Deploying an InstructLab Fine-Tuned Model on IBM watsonx Inference: A SaaS Guide

This blog post discusses deploying a fine-tuned model to IBM watsonx on IBM Cloud. It highlights the advantages of using IBM watsonx for inference, emphasizing ease of access, enterprise security, and scalability. The post outlines the necessary steps for configuring services in IBM Cloud and IBM watsonx.

In the last two blog posts, we created a fine-tuned model for a Musician example.

Now, after we have created the custom fine-tuned model with InstructLab , we may ask ourselves which inference runtime we should use to run the model. One option is IBM watsonx, which is the topic of this blog post.

This blog post will deploy this fine-tuned model to IBM watsonx as Software as a Service (SaaS) on IBM Cloud. The advantage of running the inference on IBM Cloud is that it gives you an excellent option to make your model directly accessible without managing any infrastructure. Your inference runtime is connected directly with enterprise security; you can easily access the runtime out of the box, calculate your cost estimations, and scale up and down.

These are the last two blog posts in which we created a fine-tuned model with InstructLab by fine-tuning an open source Granite model.

The input for the current blog post is based mainly on the following resources on IBM Developer and in the IBM watsonx documentation.
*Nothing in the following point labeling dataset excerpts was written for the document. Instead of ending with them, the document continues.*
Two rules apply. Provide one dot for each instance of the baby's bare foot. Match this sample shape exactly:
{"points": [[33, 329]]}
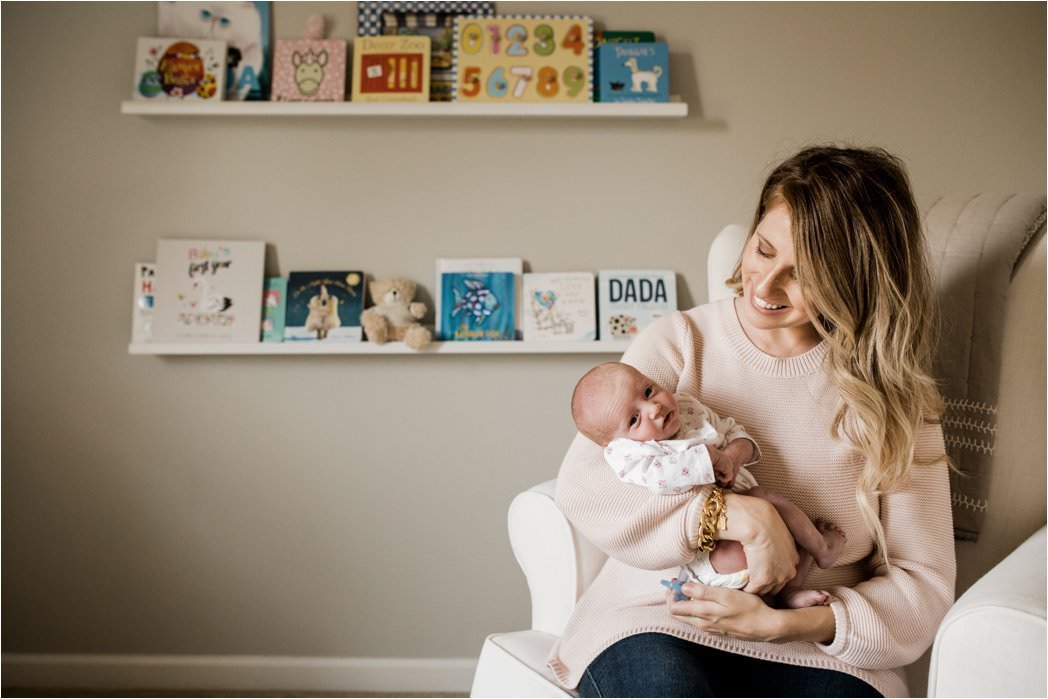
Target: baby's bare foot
{"points": [[834, 543], [801, 598]]}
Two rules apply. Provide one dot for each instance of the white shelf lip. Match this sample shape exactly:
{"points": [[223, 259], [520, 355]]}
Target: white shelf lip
{"points": [[607, 347], [672, 109]]}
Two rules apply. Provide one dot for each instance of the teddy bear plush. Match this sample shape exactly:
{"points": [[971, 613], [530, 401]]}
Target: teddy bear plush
{"points": [[394, 317]]}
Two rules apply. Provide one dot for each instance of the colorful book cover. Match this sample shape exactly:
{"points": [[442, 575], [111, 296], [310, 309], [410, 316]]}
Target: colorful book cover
{"points": [[179, 69], [212, 291], [629, 300], [324, 306], [245, 28], [274, 307], [142, 309], [478, 306], [514, 265], [634, 72], [560, 306]]}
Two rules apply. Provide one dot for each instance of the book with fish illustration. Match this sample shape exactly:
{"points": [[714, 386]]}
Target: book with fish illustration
{"points": [[478, 306], [274, 307], [211, 292], [324, 305], [142, 309], [512, 265], [560, 306], [629, 300]]}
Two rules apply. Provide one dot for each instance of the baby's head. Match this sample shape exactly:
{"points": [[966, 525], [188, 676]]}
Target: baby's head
{"points": [[614, 400]]}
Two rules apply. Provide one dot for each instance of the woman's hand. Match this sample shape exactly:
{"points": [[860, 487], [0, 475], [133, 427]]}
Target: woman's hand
{"points": [[723, 611], [771, 555]]}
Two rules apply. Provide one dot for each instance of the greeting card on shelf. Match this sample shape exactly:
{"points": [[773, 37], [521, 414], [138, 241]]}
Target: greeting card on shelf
{"points": [[391, 69], [244, 26], [629, 300], [478, 306], [634, 72], [142, 309], [310, 69], [524, 59], [179, 69], [274, 309], [210, 291], [560, 306], [324, 306], [476, 265]]}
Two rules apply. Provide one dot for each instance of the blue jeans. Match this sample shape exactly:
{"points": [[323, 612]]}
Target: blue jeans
{"points": [[655, 664]]}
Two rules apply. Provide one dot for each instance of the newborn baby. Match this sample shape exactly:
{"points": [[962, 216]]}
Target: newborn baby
{"points": [[670, 443]]}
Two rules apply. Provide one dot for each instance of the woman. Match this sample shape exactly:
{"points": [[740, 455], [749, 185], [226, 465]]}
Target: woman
{"points": [[824, 357]]}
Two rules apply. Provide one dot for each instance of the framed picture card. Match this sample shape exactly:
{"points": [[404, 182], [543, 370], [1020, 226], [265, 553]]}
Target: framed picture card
{"points": [[510, 59], [179, 69], [391, 69]]}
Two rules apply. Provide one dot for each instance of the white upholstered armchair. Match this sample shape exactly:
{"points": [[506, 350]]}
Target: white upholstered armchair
{"points": [[991, 642]]}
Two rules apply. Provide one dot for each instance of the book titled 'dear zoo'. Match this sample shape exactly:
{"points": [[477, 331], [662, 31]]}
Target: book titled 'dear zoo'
{"points": [[208, 291], [629, 300], [324, 306]]}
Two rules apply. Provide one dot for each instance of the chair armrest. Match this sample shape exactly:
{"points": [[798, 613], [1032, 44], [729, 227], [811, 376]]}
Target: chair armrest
{"points": [[558, 563], [991, 642]]}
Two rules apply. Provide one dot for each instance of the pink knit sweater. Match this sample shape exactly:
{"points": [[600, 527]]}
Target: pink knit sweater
{"points": [[886, 618]]}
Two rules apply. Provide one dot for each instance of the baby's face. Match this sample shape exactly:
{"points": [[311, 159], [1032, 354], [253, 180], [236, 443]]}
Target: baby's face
{"points": [[638, 409]]}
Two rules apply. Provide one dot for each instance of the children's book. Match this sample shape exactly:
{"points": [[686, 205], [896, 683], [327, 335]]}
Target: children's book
{"points": [[560, 306], [274, 307], [515, 265], [245, 28], [142, 309], [212, 291], [634, 72], [629, 300], [478, 306], [179, 69], [324, 306]]}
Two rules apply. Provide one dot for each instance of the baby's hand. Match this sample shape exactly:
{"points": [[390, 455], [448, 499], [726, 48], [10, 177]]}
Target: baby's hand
{"points": [[724, 466]]}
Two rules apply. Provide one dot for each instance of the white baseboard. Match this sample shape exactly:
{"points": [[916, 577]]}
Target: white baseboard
{"points": [[238, 672]]}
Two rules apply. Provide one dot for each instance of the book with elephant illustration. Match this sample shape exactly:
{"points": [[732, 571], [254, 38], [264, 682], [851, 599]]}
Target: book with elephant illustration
{"points": [[208, 290], [324, 306], [629, 300]]}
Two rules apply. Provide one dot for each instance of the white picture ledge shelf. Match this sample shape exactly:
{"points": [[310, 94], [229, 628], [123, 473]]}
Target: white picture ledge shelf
{"points": [[673, 109], [390, 348]]}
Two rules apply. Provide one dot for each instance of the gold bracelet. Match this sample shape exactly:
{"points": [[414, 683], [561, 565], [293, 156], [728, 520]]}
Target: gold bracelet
{"points": [[714, 519]]}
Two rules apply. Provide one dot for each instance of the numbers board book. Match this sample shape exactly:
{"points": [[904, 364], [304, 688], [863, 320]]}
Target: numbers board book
{"points": [[324, 306], [179, 69], [634, 72], [274, 307], [629, 300], [478, 306], [515, 58], [514, 265], [245, 28], [142, 309], [560, 306], [391, 69], [209, 290]]}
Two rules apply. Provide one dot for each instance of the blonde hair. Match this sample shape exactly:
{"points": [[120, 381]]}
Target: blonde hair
{"points": [[864, 272]]}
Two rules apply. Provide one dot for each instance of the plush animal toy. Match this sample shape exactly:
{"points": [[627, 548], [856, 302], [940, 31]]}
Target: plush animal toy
{"points": [[394, 318]]}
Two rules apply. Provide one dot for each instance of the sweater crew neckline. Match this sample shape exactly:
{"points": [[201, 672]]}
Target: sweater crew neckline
{"points": [[762, 363]]}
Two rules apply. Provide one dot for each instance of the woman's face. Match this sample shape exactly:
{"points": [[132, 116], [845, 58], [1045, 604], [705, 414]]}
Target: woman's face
{"points": [[770, 290]]}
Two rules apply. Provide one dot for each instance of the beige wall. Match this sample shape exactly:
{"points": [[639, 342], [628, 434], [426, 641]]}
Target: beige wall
{"points": [[355, 506]]}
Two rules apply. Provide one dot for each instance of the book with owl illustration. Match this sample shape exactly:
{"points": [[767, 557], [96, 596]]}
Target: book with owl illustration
{"points": [[629, 300], [179, 69], [208, 291], [245, 28], [560, 306], [324, 306], [478, 306], [142, 309]]}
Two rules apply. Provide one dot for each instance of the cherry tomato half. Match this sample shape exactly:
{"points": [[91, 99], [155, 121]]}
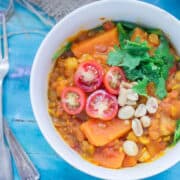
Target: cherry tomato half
{"points": [[112, 80], [102, 105], [73, 100], [89, 76]]}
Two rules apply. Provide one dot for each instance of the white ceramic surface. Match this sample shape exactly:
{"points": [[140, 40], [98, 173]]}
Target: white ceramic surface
{"points": [[84, 18]]}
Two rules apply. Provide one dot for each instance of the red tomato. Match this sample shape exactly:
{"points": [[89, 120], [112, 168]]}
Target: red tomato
{"points": [[73, 100], [173, 70], [112, 80], [102, 105], [89, 76]]}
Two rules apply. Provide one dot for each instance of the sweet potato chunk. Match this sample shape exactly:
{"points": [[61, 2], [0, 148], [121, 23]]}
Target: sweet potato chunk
{"points": [[98, 43], [109, 157], [100, 132]]}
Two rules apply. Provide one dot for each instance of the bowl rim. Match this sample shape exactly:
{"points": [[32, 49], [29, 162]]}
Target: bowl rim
{"points": [[77, 165]]}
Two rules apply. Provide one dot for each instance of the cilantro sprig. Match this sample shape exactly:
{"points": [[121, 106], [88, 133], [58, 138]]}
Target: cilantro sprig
{"points": [[138, 65], [176, 138]]}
The key difference is we will configure everything in the IBM Cloud UI and the IBM watsonx UI.

Table of content

Simplified architecture
Example deployment of fine-tuned model on IBM watsonx
1. IBM Cloud Services configuration
  1. Ensure you have these three services created
  2. Configure Cloud Object Storage
    1. Create a Bucket
    2. Upload fine-tuned model
    3. Create Service Credentials
2. IBM watsonx Configuration
  1. Access the IBM watsonx environment
  2. Initial configuration of the deployment space
  3. Configure the IBM watsonx account access rights for connections
  4. Create a data connection in the deployment space
  5. Create a custom foundation model
  6. Create a deployment from the model
Summary

1. Simplified architecture

The image below displays the simplified architecture to import the fine-tuned model to a deployment space and run it as a deployment.
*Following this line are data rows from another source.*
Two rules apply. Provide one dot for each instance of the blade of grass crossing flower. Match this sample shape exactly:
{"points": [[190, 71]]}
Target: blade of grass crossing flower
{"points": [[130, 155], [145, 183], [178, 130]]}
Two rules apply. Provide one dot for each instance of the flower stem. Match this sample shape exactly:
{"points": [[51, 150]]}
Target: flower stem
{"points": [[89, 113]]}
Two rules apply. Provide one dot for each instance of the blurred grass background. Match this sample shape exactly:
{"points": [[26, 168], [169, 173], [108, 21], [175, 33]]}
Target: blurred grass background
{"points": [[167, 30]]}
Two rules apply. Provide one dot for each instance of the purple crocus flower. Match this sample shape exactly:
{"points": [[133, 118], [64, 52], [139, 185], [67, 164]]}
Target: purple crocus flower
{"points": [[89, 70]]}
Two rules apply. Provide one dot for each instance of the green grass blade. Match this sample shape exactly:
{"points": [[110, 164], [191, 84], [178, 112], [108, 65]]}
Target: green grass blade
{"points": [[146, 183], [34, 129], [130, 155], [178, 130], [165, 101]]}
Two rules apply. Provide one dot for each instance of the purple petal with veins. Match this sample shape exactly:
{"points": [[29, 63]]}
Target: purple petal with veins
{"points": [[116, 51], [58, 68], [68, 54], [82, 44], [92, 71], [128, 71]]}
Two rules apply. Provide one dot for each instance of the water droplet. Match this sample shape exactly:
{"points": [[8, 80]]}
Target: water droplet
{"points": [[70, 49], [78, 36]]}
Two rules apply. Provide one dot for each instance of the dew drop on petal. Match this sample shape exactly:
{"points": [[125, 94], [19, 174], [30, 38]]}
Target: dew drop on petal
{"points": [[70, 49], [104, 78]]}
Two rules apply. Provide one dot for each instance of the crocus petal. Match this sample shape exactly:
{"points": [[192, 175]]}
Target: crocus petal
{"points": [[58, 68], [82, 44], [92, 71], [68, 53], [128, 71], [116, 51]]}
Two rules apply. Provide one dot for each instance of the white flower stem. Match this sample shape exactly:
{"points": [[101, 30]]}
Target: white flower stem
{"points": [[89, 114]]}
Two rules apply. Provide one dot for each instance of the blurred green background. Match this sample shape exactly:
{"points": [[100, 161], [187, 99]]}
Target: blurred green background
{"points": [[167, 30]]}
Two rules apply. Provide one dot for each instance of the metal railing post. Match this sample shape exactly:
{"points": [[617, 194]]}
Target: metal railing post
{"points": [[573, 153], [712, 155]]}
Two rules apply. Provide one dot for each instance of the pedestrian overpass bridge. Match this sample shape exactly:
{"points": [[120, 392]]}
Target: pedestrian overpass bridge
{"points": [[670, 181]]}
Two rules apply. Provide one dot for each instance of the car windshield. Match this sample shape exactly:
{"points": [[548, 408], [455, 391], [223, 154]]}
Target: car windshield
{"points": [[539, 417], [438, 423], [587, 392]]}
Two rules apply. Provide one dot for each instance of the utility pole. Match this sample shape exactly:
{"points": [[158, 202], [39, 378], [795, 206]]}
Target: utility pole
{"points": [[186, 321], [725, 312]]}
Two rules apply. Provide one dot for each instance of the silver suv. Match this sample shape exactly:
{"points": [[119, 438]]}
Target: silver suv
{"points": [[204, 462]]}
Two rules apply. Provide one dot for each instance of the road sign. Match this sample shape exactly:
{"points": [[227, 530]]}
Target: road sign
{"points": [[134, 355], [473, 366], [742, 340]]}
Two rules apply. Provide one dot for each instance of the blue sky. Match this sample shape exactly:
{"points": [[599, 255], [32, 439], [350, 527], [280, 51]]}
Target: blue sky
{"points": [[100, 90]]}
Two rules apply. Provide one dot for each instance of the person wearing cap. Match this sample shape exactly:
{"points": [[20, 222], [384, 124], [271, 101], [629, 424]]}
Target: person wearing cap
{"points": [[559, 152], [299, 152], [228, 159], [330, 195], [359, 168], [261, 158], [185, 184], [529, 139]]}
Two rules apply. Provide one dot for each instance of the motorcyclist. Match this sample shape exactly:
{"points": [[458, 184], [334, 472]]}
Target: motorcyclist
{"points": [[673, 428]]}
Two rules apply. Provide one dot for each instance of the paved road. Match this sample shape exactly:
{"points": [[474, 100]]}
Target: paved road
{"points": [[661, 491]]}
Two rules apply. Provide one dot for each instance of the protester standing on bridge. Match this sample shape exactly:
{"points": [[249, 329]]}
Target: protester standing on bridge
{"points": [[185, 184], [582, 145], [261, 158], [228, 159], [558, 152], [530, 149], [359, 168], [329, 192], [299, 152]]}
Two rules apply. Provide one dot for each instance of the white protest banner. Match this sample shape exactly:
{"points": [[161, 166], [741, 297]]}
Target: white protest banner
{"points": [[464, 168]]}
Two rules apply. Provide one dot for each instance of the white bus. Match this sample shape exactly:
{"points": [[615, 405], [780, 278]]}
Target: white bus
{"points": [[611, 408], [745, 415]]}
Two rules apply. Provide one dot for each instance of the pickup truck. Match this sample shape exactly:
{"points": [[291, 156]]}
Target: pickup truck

These are the high level steps we will follow during the setup of the IBM Cloud Services and IBM watsonx structure.

We need to ensure that the IBM Cloud Services are available in the us-south region (this is required in February 2025) to run the fine-tuned model. The object storage can be in the global-region with a specific location in us if we want to.
We will upload the fine-tuned model to IBM Cloud Object Storage from our local machine.
We will access IBM watsonx in the us-south region and create a deployment space.
In the deployment space we create two assets, one for the connection to the object storage and one as a custom foundation model for our fine-tuned model.
Then we deploy our model as a deployment.
When the model runs as a deployment, we can access the model on a IBM watsonx inference running.

Credential related steps:

We need to ensure we set the proper credentials for object storage in IBM Cloud by creating service credentials for a manager role.
We need to enable in IBM watsonx that the IBM watsonx Account can use credentials for access connections.
We need to create an API in IBM watsonx to deploy the fine-tuned model as a deployment.

Note: The IBM Guardrails (Al) functionality, which enables you to identify potentially harmful input and output text, such as hate speech, abuse, or profanity when you invoke the inference endpoint, is unavailable in February 2025 for the bring-your-own model (BYOM).

2. Example deployment of `fine-tuned model` on IBM watsonx

The following steps are only examples; for actual instructions, please follow the actual IBM watsonx documentation for Deploying custom foundation models.

2.1. IBM Cloud Services configuration

2.1.1 Ensure you have these three services created

Ensure you create all services in the correct location.

watsonx Runtime (standard plan minimum) (region us-south)
watsonx Studio (lite plan is minimum) (region us-south)
cloud object storage (standard plan minimum) (region global)

2.1.2. Configure the Cloud Object Storage

An essential step is to upload the model resources to a Cloud Object Store.

2.1.2.1 Create a Bucket

Step 1: Select `Create`

Step 2: Select Create Custom Bucket

Step 3: Configure Bucket

Name: fine-tuned-models-global-us
Resiliency: Cross Region
Storage Class: Standard
Location: US geo

2.1.2.2 Upload fine-tuned model

Step 1: Select the model folder

Upload the not-converted trained model from the InstructLab output. Ensure you have selected enable large files for the upload.

Step 2: Upload folder

2.1.2.3 Create Service Credentials

When we later want to access with a data connection the content of the Object Storage from a IBM watsonx deployment space we need to define credentials with, the role manager and include HMAC credentials.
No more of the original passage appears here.